Department of Otorhinolaryngology, Radboudumc, 6525 GA Nijmegen, The Netherlands.
Donders Institute for Brain, Cognition and Behaviour, Radboudumc, 6525 GA Nijmegen, The Netherlands.
Genes (Basel). 2023 Feb 10;14(2):457. doi: 10.3390/genes14020457.

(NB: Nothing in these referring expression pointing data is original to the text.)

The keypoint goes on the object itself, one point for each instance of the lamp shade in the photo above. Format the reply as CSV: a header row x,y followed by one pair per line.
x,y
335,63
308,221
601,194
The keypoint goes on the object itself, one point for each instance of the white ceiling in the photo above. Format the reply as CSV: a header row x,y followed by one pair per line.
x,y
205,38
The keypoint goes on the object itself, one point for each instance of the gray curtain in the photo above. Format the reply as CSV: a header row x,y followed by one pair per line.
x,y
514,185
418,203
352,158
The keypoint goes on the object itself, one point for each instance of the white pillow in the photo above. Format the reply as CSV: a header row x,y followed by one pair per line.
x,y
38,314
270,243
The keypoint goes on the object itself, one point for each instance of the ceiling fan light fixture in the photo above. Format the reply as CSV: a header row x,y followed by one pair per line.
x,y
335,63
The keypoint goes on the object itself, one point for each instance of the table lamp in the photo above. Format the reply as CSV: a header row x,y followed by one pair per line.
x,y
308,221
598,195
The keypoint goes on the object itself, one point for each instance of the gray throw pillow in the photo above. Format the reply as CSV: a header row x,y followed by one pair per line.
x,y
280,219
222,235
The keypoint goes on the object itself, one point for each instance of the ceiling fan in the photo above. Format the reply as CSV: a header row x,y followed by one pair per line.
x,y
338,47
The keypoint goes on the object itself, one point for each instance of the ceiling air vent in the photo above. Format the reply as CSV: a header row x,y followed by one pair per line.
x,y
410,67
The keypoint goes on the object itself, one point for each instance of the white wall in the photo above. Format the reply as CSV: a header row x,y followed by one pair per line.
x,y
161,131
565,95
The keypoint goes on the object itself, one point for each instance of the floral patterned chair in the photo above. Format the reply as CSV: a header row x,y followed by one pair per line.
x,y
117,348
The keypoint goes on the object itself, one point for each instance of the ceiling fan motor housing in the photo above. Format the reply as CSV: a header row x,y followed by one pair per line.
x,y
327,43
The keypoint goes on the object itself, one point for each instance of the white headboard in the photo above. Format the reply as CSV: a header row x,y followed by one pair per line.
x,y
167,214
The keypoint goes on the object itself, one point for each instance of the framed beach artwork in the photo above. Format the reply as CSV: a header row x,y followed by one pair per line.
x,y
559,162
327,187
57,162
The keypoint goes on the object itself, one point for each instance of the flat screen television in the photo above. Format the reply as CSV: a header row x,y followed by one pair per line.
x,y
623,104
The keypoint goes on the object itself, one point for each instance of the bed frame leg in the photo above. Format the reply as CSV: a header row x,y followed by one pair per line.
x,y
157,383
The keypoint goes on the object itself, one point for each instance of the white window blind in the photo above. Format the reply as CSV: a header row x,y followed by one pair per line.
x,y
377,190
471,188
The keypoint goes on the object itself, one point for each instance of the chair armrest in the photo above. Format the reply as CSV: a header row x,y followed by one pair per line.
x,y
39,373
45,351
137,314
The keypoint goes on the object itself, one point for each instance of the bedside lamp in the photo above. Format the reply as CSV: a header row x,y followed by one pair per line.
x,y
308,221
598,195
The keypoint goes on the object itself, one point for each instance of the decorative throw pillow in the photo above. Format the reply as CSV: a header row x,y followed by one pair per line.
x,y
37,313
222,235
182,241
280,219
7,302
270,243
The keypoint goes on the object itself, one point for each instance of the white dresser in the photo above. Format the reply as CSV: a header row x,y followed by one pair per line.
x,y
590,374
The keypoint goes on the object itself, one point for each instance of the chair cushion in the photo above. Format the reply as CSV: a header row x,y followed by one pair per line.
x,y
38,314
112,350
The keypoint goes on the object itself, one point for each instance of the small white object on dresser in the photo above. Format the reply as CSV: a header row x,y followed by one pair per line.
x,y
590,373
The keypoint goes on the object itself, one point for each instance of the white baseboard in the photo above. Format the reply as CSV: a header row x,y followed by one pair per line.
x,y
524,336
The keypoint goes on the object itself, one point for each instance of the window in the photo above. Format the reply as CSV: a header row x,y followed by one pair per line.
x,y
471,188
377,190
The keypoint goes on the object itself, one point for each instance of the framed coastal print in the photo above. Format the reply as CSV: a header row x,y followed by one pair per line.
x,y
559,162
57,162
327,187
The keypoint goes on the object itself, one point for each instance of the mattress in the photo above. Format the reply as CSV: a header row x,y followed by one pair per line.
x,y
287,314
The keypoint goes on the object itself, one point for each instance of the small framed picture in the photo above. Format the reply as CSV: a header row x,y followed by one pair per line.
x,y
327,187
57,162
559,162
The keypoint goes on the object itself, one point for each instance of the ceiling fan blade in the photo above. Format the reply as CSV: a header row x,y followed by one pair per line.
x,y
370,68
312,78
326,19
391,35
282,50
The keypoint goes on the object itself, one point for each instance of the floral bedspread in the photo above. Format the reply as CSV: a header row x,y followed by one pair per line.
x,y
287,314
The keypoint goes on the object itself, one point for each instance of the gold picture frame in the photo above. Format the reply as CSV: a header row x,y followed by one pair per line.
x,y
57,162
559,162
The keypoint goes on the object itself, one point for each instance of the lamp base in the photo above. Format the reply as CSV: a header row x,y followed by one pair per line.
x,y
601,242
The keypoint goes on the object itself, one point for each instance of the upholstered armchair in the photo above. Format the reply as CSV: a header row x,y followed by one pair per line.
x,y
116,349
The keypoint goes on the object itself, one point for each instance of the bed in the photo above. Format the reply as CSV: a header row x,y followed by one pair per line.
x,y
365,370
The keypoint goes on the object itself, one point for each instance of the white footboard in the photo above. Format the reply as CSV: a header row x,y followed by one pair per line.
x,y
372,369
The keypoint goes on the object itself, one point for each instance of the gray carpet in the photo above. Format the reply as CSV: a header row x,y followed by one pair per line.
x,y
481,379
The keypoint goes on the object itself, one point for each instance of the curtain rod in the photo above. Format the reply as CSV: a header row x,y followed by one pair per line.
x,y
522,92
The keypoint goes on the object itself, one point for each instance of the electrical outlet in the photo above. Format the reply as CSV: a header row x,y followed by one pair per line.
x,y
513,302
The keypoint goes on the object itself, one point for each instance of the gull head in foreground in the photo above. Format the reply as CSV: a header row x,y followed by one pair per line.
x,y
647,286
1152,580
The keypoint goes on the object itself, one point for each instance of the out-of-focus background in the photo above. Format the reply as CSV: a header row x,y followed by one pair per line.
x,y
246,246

The aim of this study is to contribute to a better description of the genotypic and phenotypic spectrum of DFNA6/14/38 and aid in counseling future patients identified with this variant. Therefore, we describe the genotype and phenotype in a large Dutch-German family (W21-1472) with autosomal dominant non-syndromic, low-frequency sensorineural hearing loss (LFSNHL). Exome sequencing and targeted analysis of a hearing impairment gene panel were used to genetically screen the proband. Co-segregation of the identified variant with hearing loss was assessed by Sanger sequencing. The phenotypic evaluation consisted of anamnesis, clinical questionnaires, physical examination and examination of audiovestibular function. A novel likely pathogenic variant (NM_006005.3:c.2512C>T p.(Pro838Ser)) was identified in the proband and found to co-segregate with LFSNHL, characteristic of DFNA6/14/38, in this family. The self-reported age of onset of hearing loss (HL) ranged from congenital to 50 years of age. In the young subjects, HL was demonstrated in early childhood. At all ages, an LFSNHL (0.25-2 kHz) of about 50-60 decibel hearing level (dB HL) was observed. HL in the higher frequencies showed inter-individual variability. The dizziness handicap inventory (DHI) was completed by eight affected subjects and indicated a moderate handicap in two of them (aged 77 and 70). Vestibular examinations ( = 4) showed abnormalities, particularly in otolith function. In conclusion, we identified a novel variant that co-segregates with DFNA6/14/38 in this family. We found indications of mild vestibular dysfunction, although it is uncertain whether this is related to the identified variant or is an incidental finding. We would like to emphasize that conventional neonatal hearing screening programs are not sensitive to HL in DFNA6/14/38 patients, because high-frequency hearing thresholds are initially preserved. Therefore, we suggest screening newborns in DFNA6/14/38 families with more frequency-specific methods.
本研究旨在更详细地描述 DFNA6/14/38 的基因型和表型谱,并为未来诊断出携带该变异的患者提供咨询。因此,我们描述了一个荷兰-德国大家庭(W21-1472)中常染色体显性非综合征性低频感音神经性听力损失(LFSNHL)的基因型和表型。对先证者进行了外显子组测序和听力障碍基因panel 的靶向分析,以进行基因筛查。通过 Sanger 测序评估所识别的变异与听力损失的共分离情况。表型评估包括病史、临床问卷、体格检查和听前庭功能检查。在该家族中,在先证者中发现了一个新的可能致病性变异(NM_006005.3:c.2512C>T p.(Pro838Ser)),该变异与 LFSNHL 共分离,具有 DFNA6/14/38 的特征。听力损失(HL)的自我报告发病年龄从先天性到 50 岁不等。在年轻受试者中,HL 表现为幼儿期。在所有年龄段,均观察到约 50-60 分贝听力水平(dB HL)的低频感音神经性听力损失(LFSNHL(0.25-2 kHz))。高频 HL 具有个体间的变异性。八位受影响的受试者完成了眩晕残疾量表(DHI),其中两位(77 岁和 70 岁)表现出中度残疾。(= 4)的前庭检查显示异常,特别是在耳石功能方面。总之,我们在该家族中鉴定出一个与 DFNA6/14/38 共分离的新型变异。我们发现存在轻度前庭功能障碍的迹象,尽管尚不确定这是否与所鉴定的变异有关,还是偶然发现。我们想强调的是,常规的新生儿听力筛查方案对 DFNA6/14/38 患者的 HL 不敏感,因为高频听力阈值最初是保留的。因此,我们建议使用更具频率特异性的方法对 DFNA6/14/38 家族的新生儿进行筛查。